- Szczuplinki
- Coordinates: 53°21′N 18°59′E﻿ / ﻿53.350°N 18.983°E
- Country: Poland
- Voivodeship: Kuyavian-Pomeranian
- County: Wąbrzeźno
- Gmina: Książki
- Population: 170

= Szczuplinki, Kuyavian-Pomeranian Voivodeship =

Szczuplinki is a village in the administrative district of Gmina Książki, within Wąbrzeźno County, Kuyavian-Pomeranian Voivodeship, in north-central Poland.

==History==
The first information about Szczuplinki dates back to 1268. It was when Chełmno Land (ziemia chełmińska) was raided by Prussians. Invaders burnt a fortification belonging to Cippel, a liege knight. Jeroschin, a chronicler, in a document dating from 1335 spells Cippel's name as Zipfil. According to the oldest sources of the Order of the Teutonic Knights, the village Szczuplinki (called Czhippiln) covered about 13 włóka.

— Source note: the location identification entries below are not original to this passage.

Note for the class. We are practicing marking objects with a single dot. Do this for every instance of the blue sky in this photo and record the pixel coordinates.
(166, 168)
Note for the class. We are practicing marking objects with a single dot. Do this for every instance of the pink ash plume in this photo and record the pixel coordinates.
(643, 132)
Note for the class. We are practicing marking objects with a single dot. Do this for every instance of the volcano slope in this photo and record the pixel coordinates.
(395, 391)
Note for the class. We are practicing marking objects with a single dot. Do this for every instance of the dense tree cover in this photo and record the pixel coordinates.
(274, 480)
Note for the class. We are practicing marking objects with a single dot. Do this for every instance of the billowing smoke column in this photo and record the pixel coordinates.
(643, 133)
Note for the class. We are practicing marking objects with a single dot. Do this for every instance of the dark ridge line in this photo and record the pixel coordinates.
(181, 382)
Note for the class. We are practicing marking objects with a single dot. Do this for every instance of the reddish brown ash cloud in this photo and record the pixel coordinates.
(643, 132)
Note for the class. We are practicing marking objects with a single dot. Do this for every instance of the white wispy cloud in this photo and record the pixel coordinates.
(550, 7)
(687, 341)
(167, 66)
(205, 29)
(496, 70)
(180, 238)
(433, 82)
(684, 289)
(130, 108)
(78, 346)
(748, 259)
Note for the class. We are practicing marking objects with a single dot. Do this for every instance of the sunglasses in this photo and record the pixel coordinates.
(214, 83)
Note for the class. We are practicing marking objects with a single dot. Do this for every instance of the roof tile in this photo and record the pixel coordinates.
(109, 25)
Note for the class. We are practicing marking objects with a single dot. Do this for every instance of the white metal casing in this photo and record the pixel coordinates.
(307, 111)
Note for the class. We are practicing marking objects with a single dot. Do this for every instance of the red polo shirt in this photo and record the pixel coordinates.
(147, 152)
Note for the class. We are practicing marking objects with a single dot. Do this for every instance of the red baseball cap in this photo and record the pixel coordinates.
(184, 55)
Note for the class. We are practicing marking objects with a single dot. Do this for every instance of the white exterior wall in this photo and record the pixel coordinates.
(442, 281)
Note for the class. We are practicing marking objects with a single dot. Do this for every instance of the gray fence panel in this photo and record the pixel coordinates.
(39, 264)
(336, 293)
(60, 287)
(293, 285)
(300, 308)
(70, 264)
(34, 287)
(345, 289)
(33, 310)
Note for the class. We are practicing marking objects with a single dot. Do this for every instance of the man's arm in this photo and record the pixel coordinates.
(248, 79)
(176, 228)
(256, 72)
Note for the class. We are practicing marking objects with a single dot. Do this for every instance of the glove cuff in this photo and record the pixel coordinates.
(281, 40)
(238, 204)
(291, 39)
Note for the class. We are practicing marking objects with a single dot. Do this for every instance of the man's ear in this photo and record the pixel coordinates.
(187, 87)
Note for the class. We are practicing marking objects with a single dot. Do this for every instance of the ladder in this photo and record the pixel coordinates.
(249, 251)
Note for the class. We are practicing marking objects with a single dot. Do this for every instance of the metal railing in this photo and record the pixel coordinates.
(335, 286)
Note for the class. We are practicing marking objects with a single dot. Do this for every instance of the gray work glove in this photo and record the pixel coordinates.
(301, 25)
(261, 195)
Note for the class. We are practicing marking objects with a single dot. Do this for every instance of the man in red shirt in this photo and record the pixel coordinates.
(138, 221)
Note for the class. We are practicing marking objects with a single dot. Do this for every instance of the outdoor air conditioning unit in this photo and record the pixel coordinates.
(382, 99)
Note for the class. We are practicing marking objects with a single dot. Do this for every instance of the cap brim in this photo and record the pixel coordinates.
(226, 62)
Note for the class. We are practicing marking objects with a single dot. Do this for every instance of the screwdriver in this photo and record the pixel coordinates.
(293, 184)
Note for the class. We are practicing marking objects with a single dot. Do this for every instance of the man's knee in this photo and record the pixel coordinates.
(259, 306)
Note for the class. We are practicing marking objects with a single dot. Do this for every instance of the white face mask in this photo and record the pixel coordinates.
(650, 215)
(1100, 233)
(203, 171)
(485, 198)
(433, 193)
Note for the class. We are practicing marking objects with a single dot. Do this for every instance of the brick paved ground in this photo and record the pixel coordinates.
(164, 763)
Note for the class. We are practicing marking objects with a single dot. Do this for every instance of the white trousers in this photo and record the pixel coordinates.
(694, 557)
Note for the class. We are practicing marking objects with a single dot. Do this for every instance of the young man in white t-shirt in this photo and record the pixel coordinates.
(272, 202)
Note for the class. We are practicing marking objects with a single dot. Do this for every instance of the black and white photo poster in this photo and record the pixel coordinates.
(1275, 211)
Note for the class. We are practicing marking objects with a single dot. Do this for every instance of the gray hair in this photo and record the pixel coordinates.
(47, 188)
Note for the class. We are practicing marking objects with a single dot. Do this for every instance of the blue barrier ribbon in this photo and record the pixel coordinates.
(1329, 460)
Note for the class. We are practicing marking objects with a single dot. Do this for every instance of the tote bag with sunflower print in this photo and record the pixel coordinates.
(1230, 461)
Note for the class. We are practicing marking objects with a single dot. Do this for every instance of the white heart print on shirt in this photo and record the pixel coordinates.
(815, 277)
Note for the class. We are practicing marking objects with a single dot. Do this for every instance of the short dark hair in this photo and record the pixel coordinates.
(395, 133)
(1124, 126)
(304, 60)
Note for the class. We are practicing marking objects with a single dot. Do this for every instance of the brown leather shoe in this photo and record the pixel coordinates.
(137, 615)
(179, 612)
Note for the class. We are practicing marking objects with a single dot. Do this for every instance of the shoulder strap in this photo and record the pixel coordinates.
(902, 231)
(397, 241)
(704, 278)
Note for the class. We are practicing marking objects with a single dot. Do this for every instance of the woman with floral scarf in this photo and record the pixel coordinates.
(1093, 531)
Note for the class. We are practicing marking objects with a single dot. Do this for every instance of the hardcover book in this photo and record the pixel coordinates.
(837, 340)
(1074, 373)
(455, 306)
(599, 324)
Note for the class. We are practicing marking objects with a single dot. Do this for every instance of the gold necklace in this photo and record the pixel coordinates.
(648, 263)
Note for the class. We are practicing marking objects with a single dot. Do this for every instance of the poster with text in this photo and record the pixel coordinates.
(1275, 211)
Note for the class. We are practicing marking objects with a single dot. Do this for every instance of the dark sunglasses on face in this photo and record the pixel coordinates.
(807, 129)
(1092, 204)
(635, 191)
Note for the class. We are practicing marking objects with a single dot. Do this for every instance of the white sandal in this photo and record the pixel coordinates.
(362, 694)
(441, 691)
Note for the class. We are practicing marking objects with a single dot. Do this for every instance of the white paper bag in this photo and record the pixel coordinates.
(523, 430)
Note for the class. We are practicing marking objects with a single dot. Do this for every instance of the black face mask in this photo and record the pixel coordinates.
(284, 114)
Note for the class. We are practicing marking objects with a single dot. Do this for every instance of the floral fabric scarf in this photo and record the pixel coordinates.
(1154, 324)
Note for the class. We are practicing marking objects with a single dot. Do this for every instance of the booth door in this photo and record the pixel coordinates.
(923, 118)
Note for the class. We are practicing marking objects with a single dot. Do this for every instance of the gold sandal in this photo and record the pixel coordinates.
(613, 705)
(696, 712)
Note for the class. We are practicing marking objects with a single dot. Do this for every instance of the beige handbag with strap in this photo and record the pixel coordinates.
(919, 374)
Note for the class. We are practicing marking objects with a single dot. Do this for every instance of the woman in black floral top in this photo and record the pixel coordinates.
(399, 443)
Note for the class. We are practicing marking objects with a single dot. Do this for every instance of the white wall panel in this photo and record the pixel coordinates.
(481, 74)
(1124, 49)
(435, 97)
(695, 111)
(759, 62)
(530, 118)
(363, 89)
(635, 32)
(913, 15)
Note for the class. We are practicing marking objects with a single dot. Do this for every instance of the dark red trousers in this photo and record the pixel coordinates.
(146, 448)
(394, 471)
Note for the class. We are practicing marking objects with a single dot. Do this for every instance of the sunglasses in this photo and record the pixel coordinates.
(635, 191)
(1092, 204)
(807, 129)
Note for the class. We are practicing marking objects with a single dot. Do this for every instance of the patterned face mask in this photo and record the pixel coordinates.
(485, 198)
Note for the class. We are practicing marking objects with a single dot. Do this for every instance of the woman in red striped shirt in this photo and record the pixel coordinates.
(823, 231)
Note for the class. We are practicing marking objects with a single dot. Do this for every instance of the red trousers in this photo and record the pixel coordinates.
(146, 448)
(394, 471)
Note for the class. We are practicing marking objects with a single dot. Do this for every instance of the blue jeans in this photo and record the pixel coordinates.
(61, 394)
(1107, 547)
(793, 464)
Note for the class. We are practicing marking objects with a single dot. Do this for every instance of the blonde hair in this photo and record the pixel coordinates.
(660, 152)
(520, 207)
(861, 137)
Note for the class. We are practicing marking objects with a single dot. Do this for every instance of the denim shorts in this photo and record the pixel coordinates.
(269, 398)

In a book from 1444, in which damage and losses were written down, the village is called Schippelsdorf. It was owned by Johannes von Czyppelyn (Jan from Szczuplinki). Other information about that settlement dates from 1667, so from a church inspection of the canon Strzesz in a church in Radzyń. It states that the village was the property of Łukasz Trzciński, a country gentleman. During the Swedish invasion of Poland in 1655–1660, the village was completely destroyed. It was owned by Tomasz Czapski in 1776. Its next owner was Jakub Zaleski. Konstancja Małachowska (maiden name Zaleska) granted the estate to farmers who lived there in perpetual lease. The village was sold to the descendants of leaseholders in 1835. Szczuplinki became a part of Poland once again in 1920.